Les investisseurs jouent la prudence sur le marché américain des actions
Une enquête du Boston Consulting Group montre qu’un nombre croissant d’investisseurs considèrent que le niveau de valorisation a atteint un point haut
Publié le
Patrick Aussannaire
Dans une enquête réalisée auprès de 130 investisseurs dans le monde gérant au total plus de 1.000 milliards de dollars d’actifs, le Boston Consulting Group (BCG) souligne qu’une partie croissante d’entre eux estime que le niveau actuel des valorisations du marché actions «a atteint une limite haute». Les investisseurs interrogés, dont environ 75% suivent l’indice S&P 500, estiment le niveau moyen du rendement des actionnaires cette année à seulement 6,5%. Dans le même temps, ils tablent sur une croissance des bénéfices de 5%, et une contribution des dividendes et rachats d’actions de 3,4 points supplémentaires.
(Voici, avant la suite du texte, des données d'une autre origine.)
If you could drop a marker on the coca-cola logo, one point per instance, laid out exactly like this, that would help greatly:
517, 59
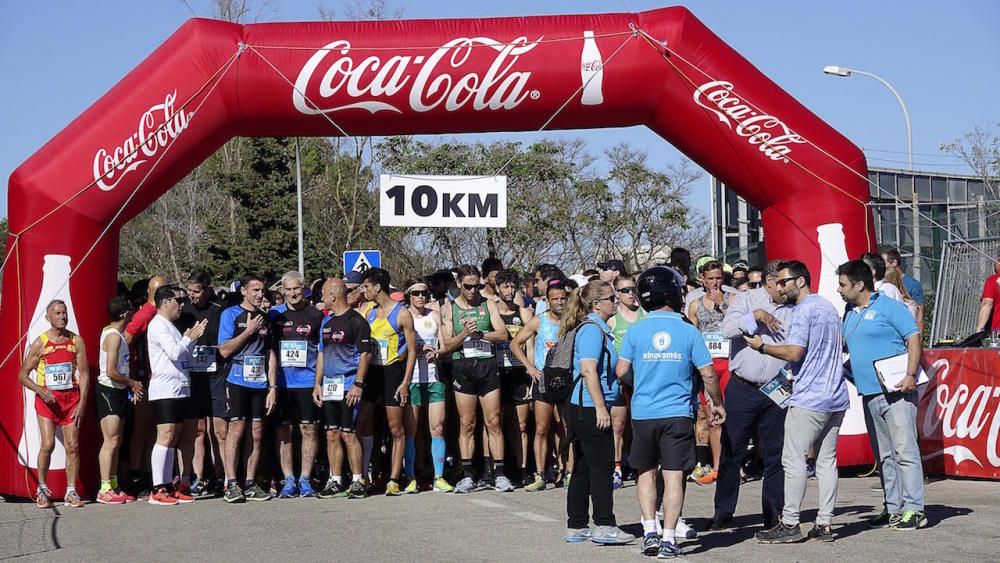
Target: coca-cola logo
157, 127
773, 136
961, 412
430, 81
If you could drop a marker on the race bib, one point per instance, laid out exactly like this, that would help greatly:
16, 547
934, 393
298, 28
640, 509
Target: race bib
294, 353
383, 352
59, 377
203, 359
333, 388
718, 345
253, 369
476, 348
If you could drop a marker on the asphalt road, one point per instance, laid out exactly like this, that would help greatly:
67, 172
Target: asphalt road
964, 525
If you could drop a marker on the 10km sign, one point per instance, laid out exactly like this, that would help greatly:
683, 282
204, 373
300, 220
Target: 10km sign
443, 201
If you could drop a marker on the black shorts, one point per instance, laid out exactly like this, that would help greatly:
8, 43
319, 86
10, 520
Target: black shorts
338, 416
111, 402
246, 403
475, 376
667, 442
381, 383
295, 406
515, 386
201, 395
172, 411
220, 399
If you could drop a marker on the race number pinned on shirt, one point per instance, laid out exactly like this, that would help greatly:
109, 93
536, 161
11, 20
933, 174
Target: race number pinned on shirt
476, 348
253, 369
718, 345
294, 353
59, 377
442, 201
333, 388
203, 359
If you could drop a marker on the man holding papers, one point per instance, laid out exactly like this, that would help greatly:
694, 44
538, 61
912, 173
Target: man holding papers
885, 348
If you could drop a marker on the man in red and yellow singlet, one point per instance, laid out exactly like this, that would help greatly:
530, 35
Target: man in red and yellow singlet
56, 370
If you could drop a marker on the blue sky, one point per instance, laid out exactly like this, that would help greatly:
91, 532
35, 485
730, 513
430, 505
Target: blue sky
59, 57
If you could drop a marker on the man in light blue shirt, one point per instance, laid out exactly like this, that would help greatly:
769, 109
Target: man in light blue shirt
876, 327
819, 400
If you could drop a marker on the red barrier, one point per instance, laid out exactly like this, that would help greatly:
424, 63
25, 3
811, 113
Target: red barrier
212, 81
959, 415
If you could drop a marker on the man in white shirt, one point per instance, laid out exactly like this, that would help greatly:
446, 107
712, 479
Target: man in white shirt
169, 392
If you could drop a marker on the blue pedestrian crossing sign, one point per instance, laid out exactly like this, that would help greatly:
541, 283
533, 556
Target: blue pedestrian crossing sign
361, 260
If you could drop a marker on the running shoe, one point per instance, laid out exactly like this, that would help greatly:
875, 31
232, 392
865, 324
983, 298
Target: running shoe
73, 500
392, 488
464, 486
577, 535
289, 488
357, 490
162, 497
233, 494
44, 498
650, 544
305, 488
331, 490
537, 485
441, 485
503, 484
110, 497
669, 550
256, 494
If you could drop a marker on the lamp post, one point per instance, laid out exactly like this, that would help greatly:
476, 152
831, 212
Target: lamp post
846, 72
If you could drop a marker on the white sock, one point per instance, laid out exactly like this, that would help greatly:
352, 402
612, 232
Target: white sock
367, 442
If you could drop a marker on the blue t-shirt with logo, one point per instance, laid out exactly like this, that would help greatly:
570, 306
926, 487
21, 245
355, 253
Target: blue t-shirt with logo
663, 349
874, 332
587, 346
819, 376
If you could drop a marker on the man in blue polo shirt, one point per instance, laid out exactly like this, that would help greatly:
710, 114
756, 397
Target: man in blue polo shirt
875, 328
660, 352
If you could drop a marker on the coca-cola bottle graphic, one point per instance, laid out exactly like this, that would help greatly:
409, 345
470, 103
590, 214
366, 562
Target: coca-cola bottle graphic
591, 71
833, 253
55, 285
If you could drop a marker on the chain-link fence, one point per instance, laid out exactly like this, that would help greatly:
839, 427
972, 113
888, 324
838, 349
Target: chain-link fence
965, 265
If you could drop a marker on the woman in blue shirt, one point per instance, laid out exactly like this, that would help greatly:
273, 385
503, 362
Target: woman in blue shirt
587, 416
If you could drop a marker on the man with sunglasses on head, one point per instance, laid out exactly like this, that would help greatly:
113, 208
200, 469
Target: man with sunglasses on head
628, 313
762, 311
813, 349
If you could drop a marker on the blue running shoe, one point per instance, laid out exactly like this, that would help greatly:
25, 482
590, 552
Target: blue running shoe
289, 490
305, 488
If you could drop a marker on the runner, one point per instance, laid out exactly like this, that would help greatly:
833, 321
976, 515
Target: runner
426, 390
341, 376
515, 383
208, 391
707, 313
658, 356
296, 337
113, 388
169, 394
55, 369
244, 342
628, 313
469, 328
530, 346
392, 367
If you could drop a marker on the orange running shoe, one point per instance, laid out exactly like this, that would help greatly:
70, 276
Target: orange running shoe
162, 497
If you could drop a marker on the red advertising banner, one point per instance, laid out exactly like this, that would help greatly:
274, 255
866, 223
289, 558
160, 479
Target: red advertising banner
959, 415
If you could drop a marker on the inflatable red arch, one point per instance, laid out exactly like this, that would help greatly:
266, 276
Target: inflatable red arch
212, 81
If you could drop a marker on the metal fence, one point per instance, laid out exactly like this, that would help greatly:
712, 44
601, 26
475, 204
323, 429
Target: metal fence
965, 265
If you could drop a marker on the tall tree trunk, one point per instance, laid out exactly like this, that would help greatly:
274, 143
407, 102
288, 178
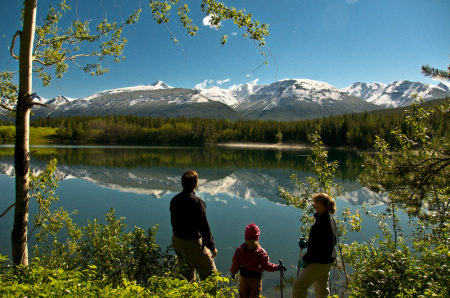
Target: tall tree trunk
21, 152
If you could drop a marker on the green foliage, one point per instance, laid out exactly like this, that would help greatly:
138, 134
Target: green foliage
413, 175
55, 47
99, 260
322, 181
117, 254
161, 12
8, 90
409, 176
44, 282
355, 130
435, 73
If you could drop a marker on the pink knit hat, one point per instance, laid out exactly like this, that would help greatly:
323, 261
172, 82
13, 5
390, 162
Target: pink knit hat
251, 232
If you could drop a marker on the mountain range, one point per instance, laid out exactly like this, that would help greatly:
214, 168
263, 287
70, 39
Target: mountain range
289, 99
247, 183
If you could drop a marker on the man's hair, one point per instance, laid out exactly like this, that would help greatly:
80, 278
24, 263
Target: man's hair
189, 180
325, 200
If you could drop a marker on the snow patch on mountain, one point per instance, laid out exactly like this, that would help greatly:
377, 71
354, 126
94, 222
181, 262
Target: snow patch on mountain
444, 85
221, 95
155, 86
396, 94
275, 93
196, 98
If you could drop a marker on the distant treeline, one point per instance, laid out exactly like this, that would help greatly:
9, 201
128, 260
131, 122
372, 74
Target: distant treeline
353, 130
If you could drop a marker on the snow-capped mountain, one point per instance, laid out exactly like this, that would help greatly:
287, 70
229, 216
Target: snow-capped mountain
155, 86
59, 100
396, 94
289, 99
445, 86
158, 99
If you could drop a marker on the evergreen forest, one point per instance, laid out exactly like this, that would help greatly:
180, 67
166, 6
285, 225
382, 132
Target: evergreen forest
349, 130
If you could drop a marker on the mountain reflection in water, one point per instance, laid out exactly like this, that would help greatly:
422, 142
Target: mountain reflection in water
239, 185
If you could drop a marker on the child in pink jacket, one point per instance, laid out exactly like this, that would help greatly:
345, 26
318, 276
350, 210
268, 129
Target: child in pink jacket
251, 260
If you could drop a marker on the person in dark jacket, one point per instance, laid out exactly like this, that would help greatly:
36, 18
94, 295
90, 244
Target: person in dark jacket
192, 239
251, 260
321, 252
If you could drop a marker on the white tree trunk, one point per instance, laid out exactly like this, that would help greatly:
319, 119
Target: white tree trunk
21, 153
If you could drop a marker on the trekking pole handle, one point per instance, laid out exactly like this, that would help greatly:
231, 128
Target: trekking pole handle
280, 262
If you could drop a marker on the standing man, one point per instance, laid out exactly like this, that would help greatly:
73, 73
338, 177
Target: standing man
192, 239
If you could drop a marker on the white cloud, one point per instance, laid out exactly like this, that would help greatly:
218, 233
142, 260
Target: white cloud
254, 82
201, 85
223, 81
207, 22
210, 83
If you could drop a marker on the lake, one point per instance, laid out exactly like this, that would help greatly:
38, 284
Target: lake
239, 186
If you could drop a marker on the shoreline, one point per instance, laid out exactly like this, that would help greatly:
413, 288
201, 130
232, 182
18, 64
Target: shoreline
264, 145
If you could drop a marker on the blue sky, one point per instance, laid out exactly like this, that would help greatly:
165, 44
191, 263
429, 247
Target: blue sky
335, 41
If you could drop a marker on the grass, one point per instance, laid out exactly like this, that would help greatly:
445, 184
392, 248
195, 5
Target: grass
38, 135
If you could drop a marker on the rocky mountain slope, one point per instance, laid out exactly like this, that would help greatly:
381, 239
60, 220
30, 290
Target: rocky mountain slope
290, 99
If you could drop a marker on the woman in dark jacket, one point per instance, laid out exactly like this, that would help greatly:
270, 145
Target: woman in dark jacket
321, 253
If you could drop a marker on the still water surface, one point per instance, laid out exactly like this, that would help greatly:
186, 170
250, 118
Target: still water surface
239, 186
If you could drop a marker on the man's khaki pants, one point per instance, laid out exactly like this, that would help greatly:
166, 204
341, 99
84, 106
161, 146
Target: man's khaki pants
192, 256
313, 273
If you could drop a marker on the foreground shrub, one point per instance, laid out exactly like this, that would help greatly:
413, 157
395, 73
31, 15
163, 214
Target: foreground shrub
38, 281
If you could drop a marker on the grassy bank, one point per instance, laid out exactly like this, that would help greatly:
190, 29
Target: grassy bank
38, 135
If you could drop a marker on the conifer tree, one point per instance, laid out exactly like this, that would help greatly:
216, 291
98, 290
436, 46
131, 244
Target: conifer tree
46, 50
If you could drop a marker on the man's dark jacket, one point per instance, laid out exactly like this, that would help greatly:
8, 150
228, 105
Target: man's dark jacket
322, 240
188, 218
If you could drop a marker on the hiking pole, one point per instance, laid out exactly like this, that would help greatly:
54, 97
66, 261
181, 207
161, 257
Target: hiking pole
281, 276
301, 239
Ceci implique une compression anticipée des multiples de valorisation de 1,9 point. De quoi «renforcer la conviction que les valorisations sont proches de leur sommet», estime l'étude. Le ratio cours sur bénéfice (PER) du S&P 500 a progressé de plus de 5 points depuis septembre 2011 pour atteindre 17,29 hier, soit son plus haut niveau depuis avril 2010, selon les données Bloomberg. Un niveau supérieur d’environ 1,5 point à sa moyenne constatée depuis début 2007 (15,7), mais inférieur de plus de deux points à sa moyenne depuis 1990 (19,6), qui inclut la bulle internet.
L’indice américain est resté à peu près stable depuis le début de l’année, après des hausses de 13% et 29% en 2012 et 2013. Et ceci alors que 93 entreprises sur 111 appartenant au S&P 500 ont révisé à la baisse leurs prévisions de bénéfices au premier trimestre de l’année avec une performance moyenne de 0,2% des actions entre les deux jours précédant et suivant l’annonce de cette révision, selon les données FactSet. Il s’agit du pire chiffre depuis 2006, après celui du quatrième trimestre 2013, qui ont tous deux été pénalisés par l’hiver extrême aux Etats-Unis.